Analisis adalah tingkat keempat. Pertanyaan yang melibatkan analisis membagi literatur menjadi beberapa bagian. Level ini meminta pembaca untuk mempelajari masing-masing bagian. Pertanyaan yang berpusat pada kalimat atau struktur paragraf, pola pengembangan ide, pilihan kata, dan bahasa kiasan, semua meminta analisis. Ini seperti meminta siswa untuk membedakan karakter antar tokoh cerita, diagram alur, atau membandingkan dua tema.  

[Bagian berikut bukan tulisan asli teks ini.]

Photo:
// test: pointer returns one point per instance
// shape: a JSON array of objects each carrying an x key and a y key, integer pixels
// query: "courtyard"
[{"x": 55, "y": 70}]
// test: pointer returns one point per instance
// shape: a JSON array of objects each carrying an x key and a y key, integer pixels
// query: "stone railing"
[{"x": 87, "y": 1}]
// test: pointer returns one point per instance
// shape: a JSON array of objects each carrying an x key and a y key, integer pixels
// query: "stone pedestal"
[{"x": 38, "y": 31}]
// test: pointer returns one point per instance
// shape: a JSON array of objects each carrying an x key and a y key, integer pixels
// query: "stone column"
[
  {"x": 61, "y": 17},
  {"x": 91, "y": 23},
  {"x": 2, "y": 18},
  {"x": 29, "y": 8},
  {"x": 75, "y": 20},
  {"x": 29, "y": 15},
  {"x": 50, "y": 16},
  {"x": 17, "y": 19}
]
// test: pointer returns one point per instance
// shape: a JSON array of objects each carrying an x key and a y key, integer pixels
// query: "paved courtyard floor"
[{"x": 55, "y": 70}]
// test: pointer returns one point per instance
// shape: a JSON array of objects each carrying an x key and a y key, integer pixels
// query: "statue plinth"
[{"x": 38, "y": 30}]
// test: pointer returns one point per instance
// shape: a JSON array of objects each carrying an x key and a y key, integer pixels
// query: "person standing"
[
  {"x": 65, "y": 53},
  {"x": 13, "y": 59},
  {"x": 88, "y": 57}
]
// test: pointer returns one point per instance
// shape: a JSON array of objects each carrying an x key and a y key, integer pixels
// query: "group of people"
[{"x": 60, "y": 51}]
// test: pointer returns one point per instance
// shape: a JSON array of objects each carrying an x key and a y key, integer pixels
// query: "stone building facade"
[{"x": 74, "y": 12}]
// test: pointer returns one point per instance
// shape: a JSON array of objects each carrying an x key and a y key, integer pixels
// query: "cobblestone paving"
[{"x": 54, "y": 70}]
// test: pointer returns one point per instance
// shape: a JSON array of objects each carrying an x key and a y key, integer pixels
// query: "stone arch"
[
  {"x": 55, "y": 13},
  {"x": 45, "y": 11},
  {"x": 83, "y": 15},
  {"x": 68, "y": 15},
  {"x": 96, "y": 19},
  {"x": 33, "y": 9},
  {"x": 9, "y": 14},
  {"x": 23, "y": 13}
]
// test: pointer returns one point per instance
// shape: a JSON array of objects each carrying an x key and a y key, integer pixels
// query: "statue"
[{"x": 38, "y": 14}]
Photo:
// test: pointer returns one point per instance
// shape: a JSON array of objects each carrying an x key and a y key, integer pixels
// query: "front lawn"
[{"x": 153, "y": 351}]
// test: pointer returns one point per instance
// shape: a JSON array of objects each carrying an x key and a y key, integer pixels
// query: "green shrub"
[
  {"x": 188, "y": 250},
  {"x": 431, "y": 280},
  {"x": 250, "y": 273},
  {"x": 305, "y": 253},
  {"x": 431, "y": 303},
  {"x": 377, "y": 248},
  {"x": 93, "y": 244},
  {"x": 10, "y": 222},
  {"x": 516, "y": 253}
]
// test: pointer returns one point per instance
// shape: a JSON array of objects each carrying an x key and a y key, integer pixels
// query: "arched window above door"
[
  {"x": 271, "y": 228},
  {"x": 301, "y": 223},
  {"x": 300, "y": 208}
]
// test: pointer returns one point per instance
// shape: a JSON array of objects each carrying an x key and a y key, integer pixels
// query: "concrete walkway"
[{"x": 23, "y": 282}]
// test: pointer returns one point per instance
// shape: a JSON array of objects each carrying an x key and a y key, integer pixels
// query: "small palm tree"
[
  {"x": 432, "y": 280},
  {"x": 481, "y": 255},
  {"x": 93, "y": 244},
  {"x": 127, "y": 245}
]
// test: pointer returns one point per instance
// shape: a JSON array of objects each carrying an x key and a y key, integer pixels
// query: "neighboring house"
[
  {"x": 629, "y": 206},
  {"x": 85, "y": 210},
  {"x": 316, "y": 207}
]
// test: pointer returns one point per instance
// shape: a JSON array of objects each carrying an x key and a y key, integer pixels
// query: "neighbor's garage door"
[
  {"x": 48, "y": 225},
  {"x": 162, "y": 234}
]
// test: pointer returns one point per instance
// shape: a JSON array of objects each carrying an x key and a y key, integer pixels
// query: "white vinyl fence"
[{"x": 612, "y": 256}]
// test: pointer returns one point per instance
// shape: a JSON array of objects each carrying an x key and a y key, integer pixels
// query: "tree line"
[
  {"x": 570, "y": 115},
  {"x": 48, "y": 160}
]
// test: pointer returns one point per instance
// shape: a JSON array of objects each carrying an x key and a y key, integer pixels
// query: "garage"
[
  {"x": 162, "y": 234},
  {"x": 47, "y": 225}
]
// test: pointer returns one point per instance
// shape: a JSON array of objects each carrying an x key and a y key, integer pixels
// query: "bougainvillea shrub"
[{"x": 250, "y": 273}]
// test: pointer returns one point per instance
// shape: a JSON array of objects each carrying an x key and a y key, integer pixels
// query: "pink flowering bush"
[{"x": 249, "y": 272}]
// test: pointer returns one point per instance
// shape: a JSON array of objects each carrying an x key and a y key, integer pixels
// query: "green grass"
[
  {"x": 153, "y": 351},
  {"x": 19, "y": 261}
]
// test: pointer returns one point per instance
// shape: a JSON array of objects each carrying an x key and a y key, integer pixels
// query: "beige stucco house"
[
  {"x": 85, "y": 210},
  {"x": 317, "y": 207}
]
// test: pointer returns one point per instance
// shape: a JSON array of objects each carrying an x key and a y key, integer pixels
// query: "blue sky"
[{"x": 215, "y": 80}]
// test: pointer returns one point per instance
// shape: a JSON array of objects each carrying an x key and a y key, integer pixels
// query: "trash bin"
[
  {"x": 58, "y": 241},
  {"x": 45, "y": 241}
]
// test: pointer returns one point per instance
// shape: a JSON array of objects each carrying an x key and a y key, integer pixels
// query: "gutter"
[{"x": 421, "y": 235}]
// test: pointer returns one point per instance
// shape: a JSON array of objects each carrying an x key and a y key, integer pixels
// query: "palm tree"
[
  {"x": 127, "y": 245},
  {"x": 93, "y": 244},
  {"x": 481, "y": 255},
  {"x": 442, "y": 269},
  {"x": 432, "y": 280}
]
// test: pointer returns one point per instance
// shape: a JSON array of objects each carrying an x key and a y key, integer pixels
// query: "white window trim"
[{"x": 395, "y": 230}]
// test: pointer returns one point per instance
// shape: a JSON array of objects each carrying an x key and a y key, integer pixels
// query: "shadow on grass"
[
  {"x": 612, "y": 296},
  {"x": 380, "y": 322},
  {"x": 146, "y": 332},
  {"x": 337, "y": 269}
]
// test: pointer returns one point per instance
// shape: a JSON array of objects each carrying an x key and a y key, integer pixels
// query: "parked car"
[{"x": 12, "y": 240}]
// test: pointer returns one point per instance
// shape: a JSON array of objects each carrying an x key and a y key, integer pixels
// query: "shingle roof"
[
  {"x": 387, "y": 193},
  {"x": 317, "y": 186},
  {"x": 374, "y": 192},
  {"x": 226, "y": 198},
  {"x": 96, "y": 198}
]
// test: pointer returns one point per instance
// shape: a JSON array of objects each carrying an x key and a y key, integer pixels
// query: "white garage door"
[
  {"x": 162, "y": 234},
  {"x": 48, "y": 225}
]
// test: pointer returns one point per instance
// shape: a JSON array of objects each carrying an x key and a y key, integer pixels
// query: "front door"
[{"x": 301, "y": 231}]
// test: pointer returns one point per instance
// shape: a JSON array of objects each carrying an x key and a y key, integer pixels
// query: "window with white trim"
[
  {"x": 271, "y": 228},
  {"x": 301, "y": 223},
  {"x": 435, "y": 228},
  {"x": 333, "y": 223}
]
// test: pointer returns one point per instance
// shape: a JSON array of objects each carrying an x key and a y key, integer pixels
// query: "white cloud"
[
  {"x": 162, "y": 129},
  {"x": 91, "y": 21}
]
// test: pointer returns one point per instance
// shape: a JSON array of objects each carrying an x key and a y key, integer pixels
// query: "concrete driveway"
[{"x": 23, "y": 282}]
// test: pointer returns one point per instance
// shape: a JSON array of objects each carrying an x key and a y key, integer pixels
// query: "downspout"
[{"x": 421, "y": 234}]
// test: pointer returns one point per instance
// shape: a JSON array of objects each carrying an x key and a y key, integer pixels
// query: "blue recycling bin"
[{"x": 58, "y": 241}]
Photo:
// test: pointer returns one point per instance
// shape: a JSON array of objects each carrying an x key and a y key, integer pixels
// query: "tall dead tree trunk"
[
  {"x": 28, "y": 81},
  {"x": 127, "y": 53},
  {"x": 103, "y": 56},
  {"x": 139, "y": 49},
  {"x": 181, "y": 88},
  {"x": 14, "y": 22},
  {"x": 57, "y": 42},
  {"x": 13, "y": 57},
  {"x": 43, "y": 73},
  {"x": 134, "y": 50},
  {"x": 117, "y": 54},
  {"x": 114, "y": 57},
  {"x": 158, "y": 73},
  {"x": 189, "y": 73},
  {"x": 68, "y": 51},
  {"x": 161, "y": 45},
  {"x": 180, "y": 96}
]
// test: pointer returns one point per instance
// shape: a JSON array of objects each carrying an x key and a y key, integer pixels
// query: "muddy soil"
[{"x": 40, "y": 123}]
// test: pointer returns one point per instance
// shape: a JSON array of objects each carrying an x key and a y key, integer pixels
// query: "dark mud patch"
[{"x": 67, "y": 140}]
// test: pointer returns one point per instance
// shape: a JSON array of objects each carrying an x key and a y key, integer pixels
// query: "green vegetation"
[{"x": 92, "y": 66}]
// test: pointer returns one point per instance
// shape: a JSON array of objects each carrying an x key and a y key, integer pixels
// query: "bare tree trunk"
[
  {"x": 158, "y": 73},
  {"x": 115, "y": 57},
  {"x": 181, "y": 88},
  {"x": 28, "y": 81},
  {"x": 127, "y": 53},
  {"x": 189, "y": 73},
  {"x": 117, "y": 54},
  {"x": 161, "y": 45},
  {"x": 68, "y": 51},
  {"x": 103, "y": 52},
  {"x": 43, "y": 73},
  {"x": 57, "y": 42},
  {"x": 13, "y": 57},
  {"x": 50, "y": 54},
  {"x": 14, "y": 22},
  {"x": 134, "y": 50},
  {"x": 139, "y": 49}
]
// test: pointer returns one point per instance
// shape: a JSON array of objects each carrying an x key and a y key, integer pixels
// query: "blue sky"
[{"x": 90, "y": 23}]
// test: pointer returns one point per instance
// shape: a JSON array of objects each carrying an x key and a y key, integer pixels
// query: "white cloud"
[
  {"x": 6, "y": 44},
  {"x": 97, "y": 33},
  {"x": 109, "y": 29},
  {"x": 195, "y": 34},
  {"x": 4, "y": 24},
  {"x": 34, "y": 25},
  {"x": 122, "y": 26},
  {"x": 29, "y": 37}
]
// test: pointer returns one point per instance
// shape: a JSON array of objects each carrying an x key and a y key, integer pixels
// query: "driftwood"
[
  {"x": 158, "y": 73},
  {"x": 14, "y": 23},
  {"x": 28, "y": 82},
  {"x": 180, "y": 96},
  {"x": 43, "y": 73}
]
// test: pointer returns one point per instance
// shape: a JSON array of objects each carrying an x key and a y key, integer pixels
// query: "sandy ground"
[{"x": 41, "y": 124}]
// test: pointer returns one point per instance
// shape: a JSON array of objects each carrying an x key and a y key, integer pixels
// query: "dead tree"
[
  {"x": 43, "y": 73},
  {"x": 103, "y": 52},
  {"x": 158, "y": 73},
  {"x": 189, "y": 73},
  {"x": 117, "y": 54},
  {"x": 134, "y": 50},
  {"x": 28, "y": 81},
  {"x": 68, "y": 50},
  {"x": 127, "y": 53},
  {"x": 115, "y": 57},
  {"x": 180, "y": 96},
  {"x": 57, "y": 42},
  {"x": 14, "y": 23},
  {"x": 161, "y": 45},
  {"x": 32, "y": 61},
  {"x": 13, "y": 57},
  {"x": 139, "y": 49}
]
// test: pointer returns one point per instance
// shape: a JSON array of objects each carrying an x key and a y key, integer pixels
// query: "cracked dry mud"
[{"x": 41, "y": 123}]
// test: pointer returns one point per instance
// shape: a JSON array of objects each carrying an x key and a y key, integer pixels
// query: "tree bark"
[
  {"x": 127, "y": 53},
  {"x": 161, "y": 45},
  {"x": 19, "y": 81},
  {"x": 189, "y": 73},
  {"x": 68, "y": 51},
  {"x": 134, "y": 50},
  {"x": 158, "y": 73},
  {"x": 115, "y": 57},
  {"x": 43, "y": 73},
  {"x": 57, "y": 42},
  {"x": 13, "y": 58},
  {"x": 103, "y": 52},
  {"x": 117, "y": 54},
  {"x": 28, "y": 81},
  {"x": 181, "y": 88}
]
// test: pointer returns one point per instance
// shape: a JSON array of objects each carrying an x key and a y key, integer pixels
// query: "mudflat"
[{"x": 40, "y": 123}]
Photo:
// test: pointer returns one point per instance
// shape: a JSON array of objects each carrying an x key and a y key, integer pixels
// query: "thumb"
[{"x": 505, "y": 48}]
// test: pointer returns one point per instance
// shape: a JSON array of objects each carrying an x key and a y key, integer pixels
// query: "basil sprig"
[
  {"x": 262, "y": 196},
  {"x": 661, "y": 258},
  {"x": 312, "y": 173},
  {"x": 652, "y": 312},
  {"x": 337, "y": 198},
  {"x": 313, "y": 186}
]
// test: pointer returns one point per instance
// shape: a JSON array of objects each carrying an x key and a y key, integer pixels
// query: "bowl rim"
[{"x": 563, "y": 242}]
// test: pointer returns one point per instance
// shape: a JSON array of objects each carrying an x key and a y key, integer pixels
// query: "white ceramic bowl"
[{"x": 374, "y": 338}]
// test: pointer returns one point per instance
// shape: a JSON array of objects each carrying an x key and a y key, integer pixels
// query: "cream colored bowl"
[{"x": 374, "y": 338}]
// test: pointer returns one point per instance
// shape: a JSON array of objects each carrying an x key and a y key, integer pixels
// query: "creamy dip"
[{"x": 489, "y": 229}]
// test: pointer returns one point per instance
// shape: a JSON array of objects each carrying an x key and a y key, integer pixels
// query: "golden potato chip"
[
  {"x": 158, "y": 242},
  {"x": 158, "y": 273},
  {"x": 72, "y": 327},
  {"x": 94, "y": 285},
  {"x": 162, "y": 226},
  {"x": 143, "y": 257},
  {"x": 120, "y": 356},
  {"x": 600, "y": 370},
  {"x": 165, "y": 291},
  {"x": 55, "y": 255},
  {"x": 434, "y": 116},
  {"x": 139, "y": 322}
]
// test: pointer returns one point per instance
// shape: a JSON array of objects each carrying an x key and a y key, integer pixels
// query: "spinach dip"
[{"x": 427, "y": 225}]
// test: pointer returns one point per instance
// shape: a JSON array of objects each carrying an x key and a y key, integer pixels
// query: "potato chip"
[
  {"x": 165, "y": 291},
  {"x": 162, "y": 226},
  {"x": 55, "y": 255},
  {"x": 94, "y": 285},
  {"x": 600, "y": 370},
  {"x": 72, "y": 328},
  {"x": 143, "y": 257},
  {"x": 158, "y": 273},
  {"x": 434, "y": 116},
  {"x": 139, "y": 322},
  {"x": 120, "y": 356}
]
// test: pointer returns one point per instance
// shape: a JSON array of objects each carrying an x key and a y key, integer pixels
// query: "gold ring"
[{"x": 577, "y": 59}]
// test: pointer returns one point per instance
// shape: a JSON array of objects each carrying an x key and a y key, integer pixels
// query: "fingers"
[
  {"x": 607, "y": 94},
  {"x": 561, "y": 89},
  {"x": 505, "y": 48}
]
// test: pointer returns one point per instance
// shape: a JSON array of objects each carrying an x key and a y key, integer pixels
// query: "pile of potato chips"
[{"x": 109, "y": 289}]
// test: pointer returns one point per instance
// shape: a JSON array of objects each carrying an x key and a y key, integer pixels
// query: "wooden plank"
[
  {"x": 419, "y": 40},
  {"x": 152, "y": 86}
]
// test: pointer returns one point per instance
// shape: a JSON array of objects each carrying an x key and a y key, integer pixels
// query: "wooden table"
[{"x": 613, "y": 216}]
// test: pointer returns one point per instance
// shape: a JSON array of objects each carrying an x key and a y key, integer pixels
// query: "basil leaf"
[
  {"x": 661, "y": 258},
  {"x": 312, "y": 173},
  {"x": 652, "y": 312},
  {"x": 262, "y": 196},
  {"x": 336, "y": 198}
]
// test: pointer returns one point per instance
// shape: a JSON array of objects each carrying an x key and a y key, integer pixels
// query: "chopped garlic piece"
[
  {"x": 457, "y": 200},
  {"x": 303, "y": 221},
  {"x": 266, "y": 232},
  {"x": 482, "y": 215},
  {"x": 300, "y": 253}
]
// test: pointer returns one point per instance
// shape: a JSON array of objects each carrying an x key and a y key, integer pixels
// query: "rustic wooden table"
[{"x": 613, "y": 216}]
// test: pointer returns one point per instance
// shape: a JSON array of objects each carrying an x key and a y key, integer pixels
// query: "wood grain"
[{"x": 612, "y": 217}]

Tingkatan kelima adalah evaluasi. Pertanyaan yang mengevaluasi meminta pembaca untuk membuat penilaian tentang hasil pekerjaan, untuk membentuk opini berdasarkan standar pemahaman dengan mempelajari tingkatan lainnya. Seorang siswa hanya bisa menjawab pertanyaan-pertanyaan jika ia bisa menjawab pertanyaan di semua tingkatan lainnya. Dari deskripsi fisik (pengetahuan), ciri-ciri kepribadian (pemahaman), perbandingan tokoh cerita dengan orang di dunia nyata (aplikasi), bagaimana tokoh tersebut berhubungan dengan tokoh lain dalam buku (analisis).  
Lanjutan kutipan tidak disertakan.